The Paramount release not only opened this weekend to sucky reviews but also underperformed — a lousy $19 million from 3,440 theaters. Yes!

The audience was 61% male vs. 39% female. Johansson’s skin-tight outfit plus the sexual aroma of Japanese manga indicated that Ghost In The Shell was basically about giving guys boners, which would explain the less ardent female response. Box Office Mojo‘s Brad Brevet notes that Scarlett Johansson‘s Lucy opened with $43.8 million, due in part to a larger (50%) female following.

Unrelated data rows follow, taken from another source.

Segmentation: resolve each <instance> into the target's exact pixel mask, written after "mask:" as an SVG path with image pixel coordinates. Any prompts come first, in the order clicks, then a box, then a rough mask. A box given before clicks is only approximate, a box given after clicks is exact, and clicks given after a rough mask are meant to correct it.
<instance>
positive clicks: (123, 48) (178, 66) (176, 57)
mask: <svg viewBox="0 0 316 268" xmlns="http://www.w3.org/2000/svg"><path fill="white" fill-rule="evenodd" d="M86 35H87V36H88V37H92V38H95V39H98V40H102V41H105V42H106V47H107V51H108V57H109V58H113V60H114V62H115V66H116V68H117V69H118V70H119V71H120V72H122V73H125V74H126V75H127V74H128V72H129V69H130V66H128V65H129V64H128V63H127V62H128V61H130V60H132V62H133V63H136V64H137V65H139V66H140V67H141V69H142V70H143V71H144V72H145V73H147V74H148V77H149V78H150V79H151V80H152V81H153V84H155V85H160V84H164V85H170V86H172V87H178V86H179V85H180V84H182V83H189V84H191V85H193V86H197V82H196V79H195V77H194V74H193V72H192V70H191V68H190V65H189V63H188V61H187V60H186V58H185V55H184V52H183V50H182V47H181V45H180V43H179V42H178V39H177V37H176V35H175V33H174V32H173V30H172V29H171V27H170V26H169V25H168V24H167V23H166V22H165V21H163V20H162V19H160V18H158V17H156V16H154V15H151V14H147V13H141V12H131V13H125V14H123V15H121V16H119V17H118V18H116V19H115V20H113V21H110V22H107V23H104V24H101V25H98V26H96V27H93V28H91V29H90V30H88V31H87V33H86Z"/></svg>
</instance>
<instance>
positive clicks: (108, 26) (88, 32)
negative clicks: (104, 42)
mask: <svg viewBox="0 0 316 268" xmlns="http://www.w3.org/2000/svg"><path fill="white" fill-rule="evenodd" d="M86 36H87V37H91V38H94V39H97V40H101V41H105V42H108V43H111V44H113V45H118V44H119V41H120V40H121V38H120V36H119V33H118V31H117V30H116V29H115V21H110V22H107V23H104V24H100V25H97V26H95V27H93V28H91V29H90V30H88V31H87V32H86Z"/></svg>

I’ve been mainlining movies my entire life, and I don’t even want to know about this weekend’s box-office biggies, much less sit through them. The dismally reviewed Boss Baby (50% Metacritic, 48% Rotten Tomatoes) narrowly edged Beauty and the Beast to win the weekend. Lionsgate’s Power Rangers came in fourth with an estimated $14.5 million. Who watches this shit? It’s April 2nd, and there’s almost nothing I want to see between now and May 1st. Well, two or three.

The only film opening next Friday that I believe to be 100% worthy is Cristian Mungiu‘s Graduation.

Who cares about Going in Style, The Case for Christ and Smurfs: The Lost Village (all opening on 4.7)?